LES DEUX FAUX PUTSCHISTES OUBLIES, ENCORE EN PRISON

 Burundi news, le 11 mars 2007

Par Gratien Rukindikiza

 L’histoire de la poule et de l’œuf rappelle celle de savoir si c’est la politique qui suit l’information ou si c’est l’information qui suit la politique. L’information crée l’opinion et la politique se réfère beaucoup à l’opinion. S’il y a une information qui a dominé la presse ces dernières années au Burundi, l’emprisonnement  des faux putschistes en est une. L’ancien Président Ndayizeye, l’ancien vice-Président Kadege, l’avocat Rufyiri, Mugabarabona, le colonel Ndarisigaranye, Ndayishimiye alias Maconco et d’autres ont été emprisonnés à tort. La presse l’a souligné plusieurs fois. Certains ont été libérés et le public a accueilli la nouvelle avec beaucoup de soulagement.

Mugabarabona et Ndayishimiye, toujours en prison

Aussitôt libérés, leurs coaccusés restés en prison ont été oubliés. La presse a oublié que deux individus sont toujours en prison dans cette affaire de faux putsch. L’opinion publique a aussi suivi. Il suffit de poser une question à Bujumbura pour savoir si les faux putschistes ont été libérés. Presque à l’unanimité, ils diront que oui. Pourtant, il  reste deux en prison.

Ils ont été oubliés pour plusieurs raisons. Les deux personnalités, à savoir Kadege et Ndayizeye  ont été libérées. Mugabarabone et Ndayishimiye ont été  aussi les accusateurs des faux putschistes. La cassette qui constitue un élément de preuve reprend une « discussion téléphonique » de Mugabarabona et du commandant Rudadi. Cet élément sème un doute et la presse n’aime pas les doutes et  les hésitations. En cas d’hésitation, elle préfère le silence. Aux yeux de l’opinion, ils ont induit en erreur la justice par leurs témoignages en oubliant que dans ce genre de dossier, un témoignage est étayé par des investigations poussées. En Europe, quelqu’un peut se rendre à la justice en affirmant qu’il vient de tuer une personne et sortir libre le jour même. Si l’élément matériel manque au moment où la faisabilité de l’action par la personne est quasi impossible, la justice libère celui qui s’est dénoncé sur le champ.

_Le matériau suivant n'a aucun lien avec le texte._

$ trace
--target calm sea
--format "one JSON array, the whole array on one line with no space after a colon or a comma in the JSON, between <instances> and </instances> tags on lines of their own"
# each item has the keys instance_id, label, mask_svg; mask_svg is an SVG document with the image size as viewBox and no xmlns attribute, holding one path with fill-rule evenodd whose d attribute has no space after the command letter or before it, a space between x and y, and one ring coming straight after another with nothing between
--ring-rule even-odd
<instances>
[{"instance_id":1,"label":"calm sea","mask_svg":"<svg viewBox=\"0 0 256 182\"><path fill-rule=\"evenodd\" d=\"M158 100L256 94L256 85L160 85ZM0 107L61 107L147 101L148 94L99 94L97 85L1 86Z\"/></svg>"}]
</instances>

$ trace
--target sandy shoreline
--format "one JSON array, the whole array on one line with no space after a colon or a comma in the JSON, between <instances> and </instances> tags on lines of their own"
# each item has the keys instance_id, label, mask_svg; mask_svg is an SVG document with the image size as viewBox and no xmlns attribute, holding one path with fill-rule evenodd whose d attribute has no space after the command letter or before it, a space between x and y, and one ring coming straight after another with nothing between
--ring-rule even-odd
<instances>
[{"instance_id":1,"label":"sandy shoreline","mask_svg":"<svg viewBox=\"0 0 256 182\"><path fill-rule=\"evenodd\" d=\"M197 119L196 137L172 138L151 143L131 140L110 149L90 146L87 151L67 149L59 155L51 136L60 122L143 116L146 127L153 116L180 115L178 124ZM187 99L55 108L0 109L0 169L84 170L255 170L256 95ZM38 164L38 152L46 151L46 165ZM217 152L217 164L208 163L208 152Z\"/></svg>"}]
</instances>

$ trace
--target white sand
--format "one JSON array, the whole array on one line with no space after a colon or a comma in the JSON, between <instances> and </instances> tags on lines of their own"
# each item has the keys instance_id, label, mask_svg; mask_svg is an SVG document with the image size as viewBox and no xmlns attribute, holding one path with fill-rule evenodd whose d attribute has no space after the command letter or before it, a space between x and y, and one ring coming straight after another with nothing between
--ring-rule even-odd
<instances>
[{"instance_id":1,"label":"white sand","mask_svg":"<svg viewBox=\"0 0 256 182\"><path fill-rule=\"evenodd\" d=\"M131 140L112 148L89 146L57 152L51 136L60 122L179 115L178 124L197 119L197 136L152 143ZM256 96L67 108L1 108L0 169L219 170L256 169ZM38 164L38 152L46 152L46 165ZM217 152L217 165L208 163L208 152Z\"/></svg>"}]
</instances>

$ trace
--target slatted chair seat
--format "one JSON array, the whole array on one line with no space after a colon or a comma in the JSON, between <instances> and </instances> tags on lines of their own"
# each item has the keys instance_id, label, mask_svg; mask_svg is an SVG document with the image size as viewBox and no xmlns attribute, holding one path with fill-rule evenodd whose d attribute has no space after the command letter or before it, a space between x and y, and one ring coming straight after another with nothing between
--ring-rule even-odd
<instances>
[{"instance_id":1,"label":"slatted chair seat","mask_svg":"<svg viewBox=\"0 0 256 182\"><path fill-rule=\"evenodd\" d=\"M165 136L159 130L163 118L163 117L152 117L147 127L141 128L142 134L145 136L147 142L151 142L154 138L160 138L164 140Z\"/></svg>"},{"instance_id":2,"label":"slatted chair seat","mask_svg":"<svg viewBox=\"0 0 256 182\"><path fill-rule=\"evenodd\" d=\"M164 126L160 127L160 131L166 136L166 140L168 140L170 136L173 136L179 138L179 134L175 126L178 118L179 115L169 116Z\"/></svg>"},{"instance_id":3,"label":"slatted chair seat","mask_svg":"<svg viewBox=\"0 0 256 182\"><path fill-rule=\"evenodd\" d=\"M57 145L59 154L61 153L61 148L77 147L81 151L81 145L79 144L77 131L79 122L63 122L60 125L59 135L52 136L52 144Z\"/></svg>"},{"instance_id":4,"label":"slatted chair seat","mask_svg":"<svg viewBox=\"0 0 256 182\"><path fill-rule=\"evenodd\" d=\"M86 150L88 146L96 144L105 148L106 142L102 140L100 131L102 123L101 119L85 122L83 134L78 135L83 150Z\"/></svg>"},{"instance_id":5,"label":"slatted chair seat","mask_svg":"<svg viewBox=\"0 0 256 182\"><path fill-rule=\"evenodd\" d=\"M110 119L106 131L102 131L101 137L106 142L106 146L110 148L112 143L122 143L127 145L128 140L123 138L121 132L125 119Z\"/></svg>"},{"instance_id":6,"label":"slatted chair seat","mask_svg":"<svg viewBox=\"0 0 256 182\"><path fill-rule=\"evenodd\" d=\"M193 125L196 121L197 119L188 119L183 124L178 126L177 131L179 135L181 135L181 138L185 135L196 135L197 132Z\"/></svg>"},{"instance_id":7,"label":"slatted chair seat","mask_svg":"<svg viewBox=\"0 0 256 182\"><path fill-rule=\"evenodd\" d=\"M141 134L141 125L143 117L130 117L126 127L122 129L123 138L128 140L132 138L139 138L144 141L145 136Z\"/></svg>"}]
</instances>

Ils ont été oubliés aussi parce qu’un autre sujet a dominé l’information burundaise. La destitution de Radjabu de la présidence du CNDD-FDD était comme une libération. Les rebondissements dans cette destitution ont détourné la presse des autres sujets.

Pas de putsch, pas de prisonniers putschistes

Officiellement, il n’y a plus de dossier des faux putschistes. Pourtant, Mugabarabona et Ndayishimiye sont emprisonnés pour ce dossier. Sont-ils accusés d’avoir témoigné en faveur de la volonté du pouvoir au départ ou sont-ils des boucs émissaires pour disculper du pouvoir les erreurs commises dans ce dossier mal géré ? Le dossier semble embarrassant et ceux qui accusaient la sous région sont actuellement muets.

Mugabarabona et le commandant Rudadi, deux poids deux mesures

Rudadi et Mugabarabona sont connus dans ce dossier pour avoir été les deux acteurs ou les deux interlocuteurs sur la cassette des conversations téléphoniques. Le commandant Rudadi n’a pas été inquiété et a même animé une conférence de presse à l’ISCAM ayant comme thème le putsch dont il faisait partie. La justice ne l’a pas inquiété. Il a dû lui-même aller se constituer prisonnier pour ressortir de la prison après quelques jours.

Mugabarabona qui est revenu sur ses premières déclarations en les expliquant par les chantages exercés sur lui, vrai ou faux, est resté en prison. Il avait collaboré avec les services de renseignement pour accabler les autres faux putschistes. Qu’il ait agi par intérêt financier ou par menace, Mugabarabona n’est pas plus coupable que ceux qui lui ont donné des instructions. Il est inexplicable de constater que Mugabarabona reste en prison et le commandant Rudadi en liberté. Ce dernier dispose actuellement d’une sécurité et a été muté à l’Etat major de l’Armée.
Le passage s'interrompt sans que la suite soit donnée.